Methods: DNA methylation was assessed using the Illumina Methylation 450k BeadChip in 455 nasal brush samples collected from 16-years-old participants within the Prevention and Incidence of Asthma and Mite Allergy (PIAMA) birth cohort of Dutch children born in 1996-1997. CpG sites (CpGs) related to asthma, rhinitis and respiratory allergic disease (ARD, defined as asthma or rhinitis) were identified using logistic regression, and replicated in two independent cohorts (72 predominantly African American children, and 487 Puerto Rican children). Results were stratified by asthma / rhinitis patients with and without IgE sensitization. Significant CpGs were related to environmental exposures, and correlated to gene expression by RNA-sequencing (n=244).

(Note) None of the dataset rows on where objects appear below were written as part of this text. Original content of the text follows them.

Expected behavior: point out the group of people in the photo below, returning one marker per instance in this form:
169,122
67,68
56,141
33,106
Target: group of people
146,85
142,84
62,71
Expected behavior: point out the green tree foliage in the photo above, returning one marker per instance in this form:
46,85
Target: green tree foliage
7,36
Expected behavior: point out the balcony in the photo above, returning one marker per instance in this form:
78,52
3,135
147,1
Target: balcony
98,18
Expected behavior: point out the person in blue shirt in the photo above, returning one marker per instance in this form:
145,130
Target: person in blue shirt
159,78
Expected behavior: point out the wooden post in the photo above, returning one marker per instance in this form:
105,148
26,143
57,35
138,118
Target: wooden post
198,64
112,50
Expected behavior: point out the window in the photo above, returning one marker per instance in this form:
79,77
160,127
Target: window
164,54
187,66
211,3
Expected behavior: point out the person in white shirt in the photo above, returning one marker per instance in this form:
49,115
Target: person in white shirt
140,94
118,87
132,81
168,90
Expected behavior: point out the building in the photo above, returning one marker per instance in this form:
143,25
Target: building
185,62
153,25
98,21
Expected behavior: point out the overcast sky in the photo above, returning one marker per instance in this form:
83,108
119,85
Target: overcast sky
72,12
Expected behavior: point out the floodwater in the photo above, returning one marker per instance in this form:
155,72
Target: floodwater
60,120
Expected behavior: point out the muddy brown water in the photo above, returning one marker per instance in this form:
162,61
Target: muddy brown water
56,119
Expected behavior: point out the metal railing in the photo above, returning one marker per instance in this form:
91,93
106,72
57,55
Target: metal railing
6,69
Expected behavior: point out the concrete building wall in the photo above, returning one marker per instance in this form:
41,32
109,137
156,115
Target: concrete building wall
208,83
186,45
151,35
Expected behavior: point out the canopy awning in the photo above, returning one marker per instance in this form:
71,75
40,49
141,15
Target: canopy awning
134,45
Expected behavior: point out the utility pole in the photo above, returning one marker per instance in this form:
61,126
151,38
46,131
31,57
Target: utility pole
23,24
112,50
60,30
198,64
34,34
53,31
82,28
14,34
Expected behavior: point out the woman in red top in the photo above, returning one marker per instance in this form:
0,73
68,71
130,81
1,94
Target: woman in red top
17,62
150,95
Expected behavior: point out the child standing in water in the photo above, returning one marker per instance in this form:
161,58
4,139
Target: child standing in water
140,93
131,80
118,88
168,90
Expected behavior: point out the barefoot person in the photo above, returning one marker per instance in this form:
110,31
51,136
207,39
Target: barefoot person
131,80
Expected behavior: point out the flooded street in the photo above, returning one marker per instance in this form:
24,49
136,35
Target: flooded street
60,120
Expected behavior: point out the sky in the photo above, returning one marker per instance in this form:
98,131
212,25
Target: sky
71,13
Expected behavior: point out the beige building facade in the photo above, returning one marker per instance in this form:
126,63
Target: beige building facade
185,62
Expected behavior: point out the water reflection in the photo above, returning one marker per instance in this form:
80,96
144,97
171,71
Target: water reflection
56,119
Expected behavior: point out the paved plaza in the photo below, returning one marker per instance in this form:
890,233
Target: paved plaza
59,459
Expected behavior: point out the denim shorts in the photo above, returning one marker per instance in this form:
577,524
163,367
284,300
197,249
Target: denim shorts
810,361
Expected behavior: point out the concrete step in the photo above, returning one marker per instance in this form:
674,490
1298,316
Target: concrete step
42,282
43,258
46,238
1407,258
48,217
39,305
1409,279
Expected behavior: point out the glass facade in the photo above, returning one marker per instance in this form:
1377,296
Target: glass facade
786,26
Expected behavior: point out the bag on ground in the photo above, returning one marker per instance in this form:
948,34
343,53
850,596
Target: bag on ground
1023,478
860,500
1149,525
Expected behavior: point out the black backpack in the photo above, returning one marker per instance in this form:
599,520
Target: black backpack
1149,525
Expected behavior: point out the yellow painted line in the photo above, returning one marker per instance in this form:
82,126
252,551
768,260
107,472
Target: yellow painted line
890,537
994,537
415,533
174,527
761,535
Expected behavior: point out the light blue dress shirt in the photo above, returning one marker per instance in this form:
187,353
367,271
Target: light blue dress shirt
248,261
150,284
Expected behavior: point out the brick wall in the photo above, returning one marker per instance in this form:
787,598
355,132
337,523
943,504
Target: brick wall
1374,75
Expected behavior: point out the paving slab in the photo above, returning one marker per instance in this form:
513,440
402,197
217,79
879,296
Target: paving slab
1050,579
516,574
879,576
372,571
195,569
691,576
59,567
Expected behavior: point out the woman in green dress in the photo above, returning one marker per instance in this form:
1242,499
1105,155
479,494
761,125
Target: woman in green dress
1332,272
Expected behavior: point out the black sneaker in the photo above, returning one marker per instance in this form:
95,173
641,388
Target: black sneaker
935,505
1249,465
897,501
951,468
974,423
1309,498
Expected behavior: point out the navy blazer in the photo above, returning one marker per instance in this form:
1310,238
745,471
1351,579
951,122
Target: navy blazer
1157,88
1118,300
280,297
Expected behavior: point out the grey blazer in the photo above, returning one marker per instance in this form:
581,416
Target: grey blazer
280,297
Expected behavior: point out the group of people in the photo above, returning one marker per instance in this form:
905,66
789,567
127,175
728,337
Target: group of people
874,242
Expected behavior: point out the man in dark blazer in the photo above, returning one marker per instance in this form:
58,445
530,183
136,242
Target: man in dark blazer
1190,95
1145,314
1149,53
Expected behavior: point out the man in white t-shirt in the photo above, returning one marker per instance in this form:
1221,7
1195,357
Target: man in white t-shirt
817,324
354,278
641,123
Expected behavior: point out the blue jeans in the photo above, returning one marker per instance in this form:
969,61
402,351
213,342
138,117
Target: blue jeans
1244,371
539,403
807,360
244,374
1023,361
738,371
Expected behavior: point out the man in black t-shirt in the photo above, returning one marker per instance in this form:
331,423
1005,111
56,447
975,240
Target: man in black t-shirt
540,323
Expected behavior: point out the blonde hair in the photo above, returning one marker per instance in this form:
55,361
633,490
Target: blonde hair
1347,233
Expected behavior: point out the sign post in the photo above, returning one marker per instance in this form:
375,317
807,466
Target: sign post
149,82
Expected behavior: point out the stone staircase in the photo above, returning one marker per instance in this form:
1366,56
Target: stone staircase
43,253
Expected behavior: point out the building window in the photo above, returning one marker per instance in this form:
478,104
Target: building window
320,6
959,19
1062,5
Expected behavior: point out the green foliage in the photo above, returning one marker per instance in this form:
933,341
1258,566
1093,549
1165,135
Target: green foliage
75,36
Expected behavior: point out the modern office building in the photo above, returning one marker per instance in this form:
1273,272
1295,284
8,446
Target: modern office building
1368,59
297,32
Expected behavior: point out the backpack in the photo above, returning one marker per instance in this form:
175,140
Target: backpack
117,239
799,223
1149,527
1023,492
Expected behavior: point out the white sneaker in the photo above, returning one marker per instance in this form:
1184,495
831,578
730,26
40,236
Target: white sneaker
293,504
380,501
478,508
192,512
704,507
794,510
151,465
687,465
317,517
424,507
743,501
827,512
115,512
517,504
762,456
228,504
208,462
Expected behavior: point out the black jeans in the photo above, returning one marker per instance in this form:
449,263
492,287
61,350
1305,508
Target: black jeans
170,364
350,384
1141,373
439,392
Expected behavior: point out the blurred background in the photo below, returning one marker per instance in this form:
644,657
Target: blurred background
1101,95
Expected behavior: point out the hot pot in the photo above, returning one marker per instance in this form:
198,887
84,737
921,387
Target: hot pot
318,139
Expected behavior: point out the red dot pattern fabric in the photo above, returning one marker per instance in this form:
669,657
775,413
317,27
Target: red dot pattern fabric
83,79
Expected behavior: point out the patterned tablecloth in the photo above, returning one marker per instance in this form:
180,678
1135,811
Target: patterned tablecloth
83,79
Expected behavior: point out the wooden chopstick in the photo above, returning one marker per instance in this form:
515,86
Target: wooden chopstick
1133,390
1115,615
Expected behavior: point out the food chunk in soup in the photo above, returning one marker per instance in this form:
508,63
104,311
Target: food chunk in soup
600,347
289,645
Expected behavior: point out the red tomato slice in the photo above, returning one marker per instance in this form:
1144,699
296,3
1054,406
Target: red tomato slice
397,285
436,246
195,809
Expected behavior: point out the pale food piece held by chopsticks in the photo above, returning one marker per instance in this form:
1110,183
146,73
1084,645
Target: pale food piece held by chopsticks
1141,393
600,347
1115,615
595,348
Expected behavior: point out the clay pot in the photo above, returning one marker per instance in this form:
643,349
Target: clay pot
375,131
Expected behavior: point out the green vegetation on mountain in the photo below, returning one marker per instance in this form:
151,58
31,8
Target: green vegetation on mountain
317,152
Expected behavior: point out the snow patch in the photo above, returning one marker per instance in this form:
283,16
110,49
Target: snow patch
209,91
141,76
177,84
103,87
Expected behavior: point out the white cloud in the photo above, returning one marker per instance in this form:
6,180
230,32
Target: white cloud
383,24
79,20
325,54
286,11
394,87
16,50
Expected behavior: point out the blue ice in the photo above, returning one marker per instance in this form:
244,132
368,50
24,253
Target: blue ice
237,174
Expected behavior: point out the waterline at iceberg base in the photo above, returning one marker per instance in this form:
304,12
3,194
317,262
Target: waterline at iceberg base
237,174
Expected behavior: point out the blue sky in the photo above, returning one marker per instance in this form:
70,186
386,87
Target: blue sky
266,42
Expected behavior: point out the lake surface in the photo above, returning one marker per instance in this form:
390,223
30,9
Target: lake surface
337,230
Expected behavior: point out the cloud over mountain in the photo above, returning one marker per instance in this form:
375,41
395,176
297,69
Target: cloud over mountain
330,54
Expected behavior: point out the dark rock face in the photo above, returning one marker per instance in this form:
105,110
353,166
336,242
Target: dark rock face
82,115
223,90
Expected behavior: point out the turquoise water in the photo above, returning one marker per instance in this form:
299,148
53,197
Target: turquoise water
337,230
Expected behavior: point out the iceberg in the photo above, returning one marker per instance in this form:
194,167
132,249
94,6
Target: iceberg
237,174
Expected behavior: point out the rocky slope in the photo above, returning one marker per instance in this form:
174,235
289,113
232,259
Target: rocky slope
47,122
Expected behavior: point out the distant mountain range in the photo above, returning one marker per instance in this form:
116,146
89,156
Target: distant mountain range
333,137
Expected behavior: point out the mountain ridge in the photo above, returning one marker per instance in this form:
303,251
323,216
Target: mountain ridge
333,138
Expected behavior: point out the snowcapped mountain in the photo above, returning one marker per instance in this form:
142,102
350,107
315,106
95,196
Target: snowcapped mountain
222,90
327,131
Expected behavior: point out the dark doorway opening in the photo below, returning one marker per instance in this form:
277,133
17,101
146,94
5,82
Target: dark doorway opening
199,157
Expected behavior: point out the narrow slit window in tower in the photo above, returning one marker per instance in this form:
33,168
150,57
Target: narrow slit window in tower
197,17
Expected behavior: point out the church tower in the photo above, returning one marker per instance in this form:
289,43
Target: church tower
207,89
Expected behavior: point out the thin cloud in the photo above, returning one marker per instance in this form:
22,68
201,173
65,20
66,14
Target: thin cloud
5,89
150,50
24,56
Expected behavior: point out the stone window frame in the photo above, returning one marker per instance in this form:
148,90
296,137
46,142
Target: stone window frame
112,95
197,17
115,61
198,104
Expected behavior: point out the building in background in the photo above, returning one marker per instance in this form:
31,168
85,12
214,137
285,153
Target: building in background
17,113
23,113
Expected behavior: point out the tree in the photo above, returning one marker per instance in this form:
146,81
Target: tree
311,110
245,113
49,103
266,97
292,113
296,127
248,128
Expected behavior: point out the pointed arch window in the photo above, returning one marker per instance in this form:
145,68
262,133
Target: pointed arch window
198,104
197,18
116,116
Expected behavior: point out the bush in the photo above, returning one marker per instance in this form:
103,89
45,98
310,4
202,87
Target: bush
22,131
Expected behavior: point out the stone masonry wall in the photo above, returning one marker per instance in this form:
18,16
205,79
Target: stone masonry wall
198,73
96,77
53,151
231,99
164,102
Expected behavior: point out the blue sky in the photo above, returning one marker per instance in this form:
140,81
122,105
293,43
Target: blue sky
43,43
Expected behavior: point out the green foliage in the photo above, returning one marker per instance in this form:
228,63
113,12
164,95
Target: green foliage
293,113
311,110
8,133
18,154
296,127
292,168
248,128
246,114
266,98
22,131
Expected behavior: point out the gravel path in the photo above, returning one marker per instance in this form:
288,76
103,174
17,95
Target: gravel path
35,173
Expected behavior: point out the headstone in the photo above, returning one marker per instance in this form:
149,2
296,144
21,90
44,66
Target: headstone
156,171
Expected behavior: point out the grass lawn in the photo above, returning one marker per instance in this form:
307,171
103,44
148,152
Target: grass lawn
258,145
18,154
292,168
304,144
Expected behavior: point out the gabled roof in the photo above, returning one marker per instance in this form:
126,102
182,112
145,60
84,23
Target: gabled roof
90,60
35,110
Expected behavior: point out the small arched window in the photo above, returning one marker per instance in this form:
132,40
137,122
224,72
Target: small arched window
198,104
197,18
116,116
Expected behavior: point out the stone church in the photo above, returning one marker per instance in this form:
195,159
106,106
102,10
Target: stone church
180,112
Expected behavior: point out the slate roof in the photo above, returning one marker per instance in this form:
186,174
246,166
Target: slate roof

Results: The prevalence of asthma, rhinitis and ARD was 8.13%, 45.05% and 46.37% respectively, and 6.81% of total population have both asthma and rhinitis. After replication, one out of 95 CpGs associated with asthma, 62 out of 81 CpGs associated with rhinitis and 60 out of 75 CpGs associated with ARD. The results of rhinitis and ARD were highly overlapping. Top replicated CpGs were near genes relevant to inflammatory response, including NTRK1, GJA4 and CYP27B1. Methylation levels of top CpGs associated with gene-expression levels of nearby genes, and these cis-eQTM (expression quantitative trait DNA methylation) genes were enriched in immune-related pathways. The IgE stratified analysis indicated that the nasal DNA methylation signals associated with ARD were driven by IgE positive subjects. CpG (cg03565274) showed positive association with pet exposure (P = 7.57×10-4), negative correlation with allergic respiratory disease, and positive correlation with expression level of ZMYND10 which is highly expressed in ciliated cells.
Conclusion: We identified methylation profiles across the genome in relation to asthma and rhinitis in nasal epithelium. Our study indicates that nasal epithelial epigenetic research on asthma should take the strong effect of rhinitis into consideration. Early-life pet exposure may have long lasting effects on nasal epithelial methylation in allergic respiratory disease.
1. Xu, C.-J. et al. DNA methylation in childhood asthma: an epigenome-wide meta-analysis. The Lancet Respiratory Medicine 6, 379–388 (2018).
2. Bergougnoux, A., Claustres, M. & De Sario, A. Nasal epithelial cells: a tool to study DNA methylation in airway diseases. Epigenomics 7, 119–126 (2015).